I try to shop local (or independent) stores as much as possible, if I'm able to get the items I want/need. Unfortunately it always isn't possible but there are some stores I won't shop at, Wal-Mart is one of those.

Anonymous The Wifely Person said...
When I was a freshman in college, we hung up a banner that said, "Keep Christmas at home where it belongs." The crazies immediately tore it down saying we were anti-Christian. This was in 1970.

Christmas hasn't been a religious observance for almost a century. It has mutated into something grotesque and macabre just like almost every other American holiday, tarred with a commercialism brush so thickly that we reek from the asphalt even if we don't get up at dawn to shop.

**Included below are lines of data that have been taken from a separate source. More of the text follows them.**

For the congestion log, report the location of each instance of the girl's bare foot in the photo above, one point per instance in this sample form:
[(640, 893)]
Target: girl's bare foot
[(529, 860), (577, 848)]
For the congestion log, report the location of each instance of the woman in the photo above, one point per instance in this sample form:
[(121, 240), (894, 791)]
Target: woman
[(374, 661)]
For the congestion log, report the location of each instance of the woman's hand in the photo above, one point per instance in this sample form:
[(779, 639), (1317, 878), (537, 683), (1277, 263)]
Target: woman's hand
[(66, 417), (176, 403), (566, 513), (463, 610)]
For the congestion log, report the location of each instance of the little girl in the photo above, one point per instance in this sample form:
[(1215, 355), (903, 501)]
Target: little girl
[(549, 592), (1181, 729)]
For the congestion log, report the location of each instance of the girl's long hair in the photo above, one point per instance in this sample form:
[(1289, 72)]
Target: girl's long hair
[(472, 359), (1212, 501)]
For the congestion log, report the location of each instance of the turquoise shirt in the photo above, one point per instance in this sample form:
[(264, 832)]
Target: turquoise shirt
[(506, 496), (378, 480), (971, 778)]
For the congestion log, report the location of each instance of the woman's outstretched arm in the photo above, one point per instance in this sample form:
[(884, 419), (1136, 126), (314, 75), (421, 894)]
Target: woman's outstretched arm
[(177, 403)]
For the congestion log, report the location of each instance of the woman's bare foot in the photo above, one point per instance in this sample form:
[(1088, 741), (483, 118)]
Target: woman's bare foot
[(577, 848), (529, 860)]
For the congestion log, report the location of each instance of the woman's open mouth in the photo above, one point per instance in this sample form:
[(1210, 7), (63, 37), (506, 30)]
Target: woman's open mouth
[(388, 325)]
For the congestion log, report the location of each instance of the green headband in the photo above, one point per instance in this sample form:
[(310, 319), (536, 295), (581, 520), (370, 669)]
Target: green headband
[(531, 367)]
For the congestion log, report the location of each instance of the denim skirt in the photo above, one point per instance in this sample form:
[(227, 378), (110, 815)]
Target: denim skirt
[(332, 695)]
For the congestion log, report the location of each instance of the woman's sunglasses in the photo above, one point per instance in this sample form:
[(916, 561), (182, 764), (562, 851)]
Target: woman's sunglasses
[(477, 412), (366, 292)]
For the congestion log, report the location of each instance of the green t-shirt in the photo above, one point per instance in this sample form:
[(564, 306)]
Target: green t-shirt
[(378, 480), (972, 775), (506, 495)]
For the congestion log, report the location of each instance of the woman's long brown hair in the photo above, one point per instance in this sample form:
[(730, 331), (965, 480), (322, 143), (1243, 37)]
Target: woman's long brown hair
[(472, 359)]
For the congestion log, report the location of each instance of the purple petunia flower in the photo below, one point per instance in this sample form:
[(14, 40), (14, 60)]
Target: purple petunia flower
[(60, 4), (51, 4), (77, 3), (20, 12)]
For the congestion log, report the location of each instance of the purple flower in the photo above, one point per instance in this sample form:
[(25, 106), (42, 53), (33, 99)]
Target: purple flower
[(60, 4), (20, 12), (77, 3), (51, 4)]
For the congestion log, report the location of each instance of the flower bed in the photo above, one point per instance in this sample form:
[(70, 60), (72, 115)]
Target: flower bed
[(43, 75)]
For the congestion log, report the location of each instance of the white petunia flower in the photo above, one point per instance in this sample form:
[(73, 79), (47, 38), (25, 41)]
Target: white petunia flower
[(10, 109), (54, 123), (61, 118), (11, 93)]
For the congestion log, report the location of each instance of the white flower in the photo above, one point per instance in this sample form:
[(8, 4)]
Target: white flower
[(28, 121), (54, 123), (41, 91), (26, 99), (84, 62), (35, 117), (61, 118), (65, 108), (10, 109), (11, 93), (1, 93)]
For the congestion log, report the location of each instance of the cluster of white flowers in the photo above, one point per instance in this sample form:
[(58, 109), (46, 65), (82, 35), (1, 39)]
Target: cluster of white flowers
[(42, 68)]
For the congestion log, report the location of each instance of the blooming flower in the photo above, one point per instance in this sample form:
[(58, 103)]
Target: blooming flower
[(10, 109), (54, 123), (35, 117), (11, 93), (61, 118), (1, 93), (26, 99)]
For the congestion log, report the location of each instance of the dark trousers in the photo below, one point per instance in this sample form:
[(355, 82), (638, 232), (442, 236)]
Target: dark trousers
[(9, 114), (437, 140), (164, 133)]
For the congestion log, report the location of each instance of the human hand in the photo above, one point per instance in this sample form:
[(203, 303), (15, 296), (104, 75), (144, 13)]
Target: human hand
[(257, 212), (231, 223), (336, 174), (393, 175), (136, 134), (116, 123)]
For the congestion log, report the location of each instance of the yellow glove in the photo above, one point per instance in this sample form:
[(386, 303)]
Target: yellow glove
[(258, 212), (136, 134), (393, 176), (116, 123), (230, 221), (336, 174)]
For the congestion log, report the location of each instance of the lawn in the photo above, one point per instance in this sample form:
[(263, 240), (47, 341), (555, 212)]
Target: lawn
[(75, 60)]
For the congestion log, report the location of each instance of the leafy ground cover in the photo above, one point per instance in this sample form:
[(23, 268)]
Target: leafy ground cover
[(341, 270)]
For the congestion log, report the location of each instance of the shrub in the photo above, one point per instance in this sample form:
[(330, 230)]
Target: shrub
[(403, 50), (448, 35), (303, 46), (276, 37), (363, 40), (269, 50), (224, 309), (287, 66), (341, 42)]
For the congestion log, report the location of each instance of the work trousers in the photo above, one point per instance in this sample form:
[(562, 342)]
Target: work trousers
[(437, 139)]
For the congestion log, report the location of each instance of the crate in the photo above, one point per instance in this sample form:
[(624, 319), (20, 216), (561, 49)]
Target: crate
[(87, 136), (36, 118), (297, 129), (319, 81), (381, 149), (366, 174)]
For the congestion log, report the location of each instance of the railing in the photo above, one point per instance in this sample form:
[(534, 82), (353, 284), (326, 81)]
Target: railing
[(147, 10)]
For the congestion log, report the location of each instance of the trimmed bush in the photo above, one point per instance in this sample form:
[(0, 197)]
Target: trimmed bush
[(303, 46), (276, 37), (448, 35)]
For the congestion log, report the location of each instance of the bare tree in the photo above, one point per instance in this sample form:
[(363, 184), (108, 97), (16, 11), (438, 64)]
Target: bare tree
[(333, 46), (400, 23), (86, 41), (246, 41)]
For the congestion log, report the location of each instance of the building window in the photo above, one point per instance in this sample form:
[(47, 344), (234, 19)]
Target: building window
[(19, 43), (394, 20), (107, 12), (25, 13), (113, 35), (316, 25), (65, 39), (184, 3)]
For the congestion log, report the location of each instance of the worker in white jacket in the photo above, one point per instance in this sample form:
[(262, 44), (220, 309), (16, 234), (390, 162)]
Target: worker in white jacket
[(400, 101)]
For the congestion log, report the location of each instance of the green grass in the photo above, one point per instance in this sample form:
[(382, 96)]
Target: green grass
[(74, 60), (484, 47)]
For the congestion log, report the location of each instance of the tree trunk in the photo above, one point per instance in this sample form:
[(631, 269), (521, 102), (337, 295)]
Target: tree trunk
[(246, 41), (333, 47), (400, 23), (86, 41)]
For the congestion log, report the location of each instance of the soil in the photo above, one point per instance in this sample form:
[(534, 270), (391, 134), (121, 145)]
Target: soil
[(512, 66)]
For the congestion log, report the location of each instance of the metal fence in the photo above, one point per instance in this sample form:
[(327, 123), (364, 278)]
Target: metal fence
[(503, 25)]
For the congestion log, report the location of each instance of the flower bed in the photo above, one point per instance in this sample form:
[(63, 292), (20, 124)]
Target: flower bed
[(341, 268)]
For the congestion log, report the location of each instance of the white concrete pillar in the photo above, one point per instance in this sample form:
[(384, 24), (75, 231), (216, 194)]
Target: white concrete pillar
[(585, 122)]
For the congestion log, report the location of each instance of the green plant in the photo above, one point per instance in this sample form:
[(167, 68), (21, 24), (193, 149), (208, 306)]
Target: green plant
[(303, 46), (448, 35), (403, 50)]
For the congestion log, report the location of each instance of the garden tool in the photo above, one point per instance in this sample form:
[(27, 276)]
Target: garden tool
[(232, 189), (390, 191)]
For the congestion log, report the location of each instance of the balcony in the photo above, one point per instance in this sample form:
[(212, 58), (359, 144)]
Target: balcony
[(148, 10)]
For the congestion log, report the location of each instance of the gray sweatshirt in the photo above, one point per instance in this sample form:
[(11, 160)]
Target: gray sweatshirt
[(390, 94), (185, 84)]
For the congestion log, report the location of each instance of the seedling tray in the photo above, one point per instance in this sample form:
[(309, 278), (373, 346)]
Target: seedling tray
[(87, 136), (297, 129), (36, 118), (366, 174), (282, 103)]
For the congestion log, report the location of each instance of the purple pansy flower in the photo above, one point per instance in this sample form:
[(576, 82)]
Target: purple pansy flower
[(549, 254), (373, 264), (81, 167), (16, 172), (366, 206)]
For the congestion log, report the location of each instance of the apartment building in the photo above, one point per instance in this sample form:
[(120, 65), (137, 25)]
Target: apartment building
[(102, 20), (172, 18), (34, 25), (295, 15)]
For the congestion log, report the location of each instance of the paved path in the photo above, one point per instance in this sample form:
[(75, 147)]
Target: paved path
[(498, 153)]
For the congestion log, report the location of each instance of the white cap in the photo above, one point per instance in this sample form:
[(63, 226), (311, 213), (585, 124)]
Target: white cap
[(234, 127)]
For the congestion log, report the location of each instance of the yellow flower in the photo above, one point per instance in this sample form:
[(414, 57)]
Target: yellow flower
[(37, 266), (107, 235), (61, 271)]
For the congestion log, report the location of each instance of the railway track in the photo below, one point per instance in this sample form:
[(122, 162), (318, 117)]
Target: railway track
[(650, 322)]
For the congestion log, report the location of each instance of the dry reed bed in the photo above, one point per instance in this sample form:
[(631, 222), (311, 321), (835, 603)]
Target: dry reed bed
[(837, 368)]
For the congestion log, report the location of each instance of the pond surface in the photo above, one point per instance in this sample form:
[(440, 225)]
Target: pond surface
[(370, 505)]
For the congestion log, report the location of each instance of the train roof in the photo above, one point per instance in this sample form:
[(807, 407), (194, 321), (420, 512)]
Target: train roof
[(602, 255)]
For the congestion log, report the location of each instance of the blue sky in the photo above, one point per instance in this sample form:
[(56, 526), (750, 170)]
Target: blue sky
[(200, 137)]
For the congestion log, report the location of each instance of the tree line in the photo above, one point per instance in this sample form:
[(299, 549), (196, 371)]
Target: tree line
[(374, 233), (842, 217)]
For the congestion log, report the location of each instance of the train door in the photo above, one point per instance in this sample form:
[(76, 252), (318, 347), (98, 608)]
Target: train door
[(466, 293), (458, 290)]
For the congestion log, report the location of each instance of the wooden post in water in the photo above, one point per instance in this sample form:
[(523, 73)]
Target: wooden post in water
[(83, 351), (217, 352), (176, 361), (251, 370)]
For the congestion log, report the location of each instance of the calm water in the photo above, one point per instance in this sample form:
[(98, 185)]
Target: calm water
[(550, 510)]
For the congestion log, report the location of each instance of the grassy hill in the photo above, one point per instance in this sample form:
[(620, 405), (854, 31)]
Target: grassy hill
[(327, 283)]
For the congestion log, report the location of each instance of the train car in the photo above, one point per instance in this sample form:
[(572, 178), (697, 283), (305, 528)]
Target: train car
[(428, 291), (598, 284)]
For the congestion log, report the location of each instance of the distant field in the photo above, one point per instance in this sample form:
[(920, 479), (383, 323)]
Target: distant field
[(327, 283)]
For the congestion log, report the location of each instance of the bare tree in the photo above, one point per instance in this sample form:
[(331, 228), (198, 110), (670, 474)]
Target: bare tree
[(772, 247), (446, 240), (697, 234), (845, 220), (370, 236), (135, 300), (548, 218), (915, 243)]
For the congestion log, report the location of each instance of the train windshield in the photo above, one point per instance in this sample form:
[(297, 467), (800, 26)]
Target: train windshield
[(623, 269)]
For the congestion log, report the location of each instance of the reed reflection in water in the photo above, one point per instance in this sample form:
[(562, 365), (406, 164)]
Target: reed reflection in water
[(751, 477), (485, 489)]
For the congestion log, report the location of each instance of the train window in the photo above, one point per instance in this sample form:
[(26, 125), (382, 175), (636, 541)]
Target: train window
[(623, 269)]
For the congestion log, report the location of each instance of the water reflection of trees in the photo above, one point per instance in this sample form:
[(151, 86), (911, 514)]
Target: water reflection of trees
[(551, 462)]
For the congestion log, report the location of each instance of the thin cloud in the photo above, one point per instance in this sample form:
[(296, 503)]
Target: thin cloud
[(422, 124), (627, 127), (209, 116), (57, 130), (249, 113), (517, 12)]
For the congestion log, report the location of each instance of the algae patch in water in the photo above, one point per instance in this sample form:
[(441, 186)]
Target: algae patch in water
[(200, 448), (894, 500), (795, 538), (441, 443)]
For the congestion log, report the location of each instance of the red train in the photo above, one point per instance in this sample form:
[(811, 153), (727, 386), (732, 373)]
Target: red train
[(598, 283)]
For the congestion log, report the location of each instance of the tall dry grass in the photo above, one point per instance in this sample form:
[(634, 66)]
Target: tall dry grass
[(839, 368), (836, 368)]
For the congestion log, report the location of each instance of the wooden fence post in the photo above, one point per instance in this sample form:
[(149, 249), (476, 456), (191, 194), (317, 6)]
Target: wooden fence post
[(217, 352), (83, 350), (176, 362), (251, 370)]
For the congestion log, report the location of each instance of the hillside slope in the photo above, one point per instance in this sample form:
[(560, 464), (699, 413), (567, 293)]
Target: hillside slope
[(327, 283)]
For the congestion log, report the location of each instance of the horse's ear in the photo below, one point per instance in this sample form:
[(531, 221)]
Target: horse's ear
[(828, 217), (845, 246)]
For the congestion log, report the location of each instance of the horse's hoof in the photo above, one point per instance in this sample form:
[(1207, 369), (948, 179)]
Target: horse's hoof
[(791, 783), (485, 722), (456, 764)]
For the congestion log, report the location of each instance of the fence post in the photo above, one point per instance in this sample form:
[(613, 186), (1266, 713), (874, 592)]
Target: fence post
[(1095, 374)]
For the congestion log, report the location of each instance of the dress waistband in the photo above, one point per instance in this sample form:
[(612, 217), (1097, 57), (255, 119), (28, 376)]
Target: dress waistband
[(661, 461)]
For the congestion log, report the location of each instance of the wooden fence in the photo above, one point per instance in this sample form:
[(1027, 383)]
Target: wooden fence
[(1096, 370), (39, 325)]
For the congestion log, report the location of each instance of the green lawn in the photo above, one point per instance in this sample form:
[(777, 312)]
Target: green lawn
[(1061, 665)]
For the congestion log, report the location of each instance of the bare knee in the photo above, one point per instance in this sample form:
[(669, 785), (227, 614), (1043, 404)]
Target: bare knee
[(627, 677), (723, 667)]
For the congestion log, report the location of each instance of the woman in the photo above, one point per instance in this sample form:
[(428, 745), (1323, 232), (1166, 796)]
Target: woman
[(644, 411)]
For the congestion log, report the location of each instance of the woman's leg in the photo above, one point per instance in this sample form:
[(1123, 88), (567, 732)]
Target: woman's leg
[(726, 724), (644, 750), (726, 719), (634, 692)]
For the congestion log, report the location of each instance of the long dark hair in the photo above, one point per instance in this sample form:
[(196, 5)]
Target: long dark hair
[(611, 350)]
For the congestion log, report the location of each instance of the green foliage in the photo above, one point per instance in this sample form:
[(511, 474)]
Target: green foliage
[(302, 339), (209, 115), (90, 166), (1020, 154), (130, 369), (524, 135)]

It's just gross, and it reflects the nation we have become: greedy, cheap-minded, and devoid of all social justice.

Yuk.

Blogger Bob said...
Riots over $2 waffle irons. "What? All you give me for Christmas is this waffle iron? Like it counts that you trampled people to get it for two bucks?"

When people demonstrate not only that they're incapable of moderation & self-control, but don't even want it, I feel they've abdicated any right to say there's some kind of "War on Christmas." I'd just as soon that retail stores called this craziness a generic "Happy Holiday." Anyway, people don't stand in line for three days to buy a 65" plasma HD 3D TV to wrap up & give to someone else.

Anonymous CC said...
That's why I don't pay to see mixed martial arts. I can catch it for free by viewing clips of Black Friday shoppers fighting each other for the most useless of items.

Anonymous Charlie O said...
Fuck xmas. I'm a happy atheist and quit taking part in this nonsense years ago. No shopping, no pushing and shoving to get into Walmart. Nada. Zip. I like to eat, so I'm always taking people out for nice dinners and such. I don't wait until December to be nice to my friends. I look out for them year around. Again, fuck xmas.